Friday, July 06, 2018

Les Nuits de Paris by Restif de la Bretonne


One would suppose from Jacques Barzun’s introductory essay to this selection that this project, which Restif originally imagined as 1,001 Parisian Nights, was conceived as a sort of documentary experiment.  An exhaustive catalogue of the seamy nocturnal underworld of Paris in the late 18th century, Restif’s extended rambles and the salacious tableaux he witnessed (and more often than not inserted himself into as a sort of immaculate and irreproachable moral authority – a pretty damn good joke in its own right) were allegedly duly reported to “the Marquise”, a mysterious noblewoman with an apparently bottomless desire to assist the poor, the disadvantaged, and the unavoidably debauched.  Barely 30 pages into this selection – itself a portion of a much larger work – we’ve already met con artists, brothel keepers, grave robbers, pickpockets, juvenile delinquents, murderers, pedophiles, gay-baiters, child prostitutes, and “effeminate men”. 

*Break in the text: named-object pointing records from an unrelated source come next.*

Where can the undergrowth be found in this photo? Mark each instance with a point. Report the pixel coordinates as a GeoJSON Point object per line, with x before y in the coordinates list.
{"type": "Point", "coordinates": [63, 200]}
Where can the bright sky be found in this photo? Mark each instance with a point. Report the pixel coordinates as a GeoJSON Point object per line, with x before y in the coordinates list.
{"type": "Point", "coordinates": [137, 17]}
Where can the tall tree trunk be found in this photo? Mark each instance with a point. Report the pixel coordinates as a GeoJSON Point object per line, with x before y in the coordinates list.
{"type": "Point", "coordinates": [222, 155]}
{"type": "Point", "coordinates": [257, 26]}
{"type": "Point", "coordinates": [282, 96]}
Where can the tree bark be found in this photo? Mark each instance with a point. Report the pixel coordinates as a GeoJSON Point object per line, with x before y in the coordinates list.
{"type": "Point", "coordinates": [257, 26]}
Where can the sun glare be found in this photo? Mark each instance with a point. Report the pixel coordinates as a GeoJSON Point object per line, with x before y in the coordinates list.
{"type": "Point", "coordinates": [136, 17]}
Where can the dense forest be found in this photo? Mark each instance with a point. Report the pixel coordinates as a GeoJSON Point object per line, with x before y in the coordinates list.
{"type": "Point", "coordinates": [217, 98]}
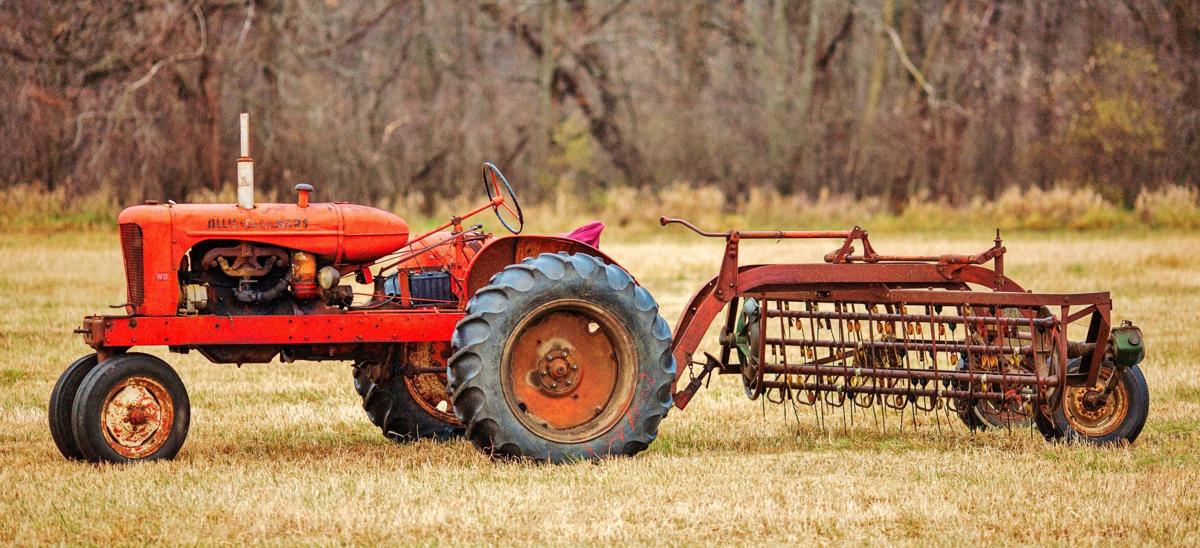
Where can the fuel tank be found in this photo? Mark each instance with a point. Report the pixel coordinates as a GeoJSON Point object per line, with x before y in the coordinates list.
{"type": "Point", "coordinates": [340, 233]}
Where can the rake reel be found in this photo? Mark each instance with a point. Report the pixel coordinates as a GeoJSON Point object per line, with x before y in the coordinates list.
{"type": "Point", "coordinates": [939, 335]}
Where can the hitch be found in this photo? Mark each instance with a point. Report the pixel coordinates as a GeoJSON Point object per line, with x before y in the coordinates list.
{"type": "Point", "coordinates": [684, 396]}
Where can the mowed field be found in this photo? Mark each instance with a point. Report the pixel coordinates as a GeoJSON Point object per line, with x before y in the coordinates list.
{"type": "Point", "coordinates": [285, 453]}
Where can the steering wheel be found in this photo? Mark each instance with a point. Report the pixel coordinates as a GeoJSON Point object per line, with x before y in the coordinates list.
{"type": "Point", "coordinates": [510, 215]}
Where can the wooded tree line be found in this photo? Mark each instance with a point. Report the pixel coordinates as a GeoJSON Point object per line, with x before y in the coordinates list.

Restif (the “de la Bretonne” was an affectation) was a tireless scribbler who, when he wasn’t on the prowl for a suitable orifice, was consumed with writing about what he found when he got there, and keeping precise records that, if we can trust him as an erotic memoirist, rival those of his near contemporary, Giacomo Casanova.  On his own terms, this short, fat, balding and swarthy fellow was a bit of a libertine, or as we might more accurately describe his sort these days, a serial rapist. In these pages, however, the idealized Monsieur Restif is much more interested in returning seduced young maidens back into the arms of their worried parents than one would suspect from what we know of his autobiographical portrayal in other works.

The dust jacket of my 1962 edition shows an amusingly clean drawing of Paris in broad daylight that belies the dark and disturbing portrait of the nocturnal metropolis that Restif is trying to convey. Reading the selections, I like to imagine what a delightfully dark series of graphic storybooks this could make under the pencil of a suitably talented illustrator (think of something akin to Dore’s illustrations of London as a city of dreadful night).

We must assume that there is a kernel of reality in the vision that Restif is attempting to portray, but I am less inclined than Mr. Barzun to see Restif as a social reformer (although he did, in fairness, support reformation – although certainly not elimination – of prostitution in Paris) than as an exploitative storyteller trading on and embellishing to lurid effect the dangers and degeneracies of the lost and hopeless habitués of the dark city. This is neither Henry Mayhew’s London nor Jacob Riis’s New York, but rather an entertainment based on the debased sufferings of the lower depths, in which the Marquise is the conscious stand-in for the titillated reader. It is, for all that, quite entertaining, particularly when taken in small doses.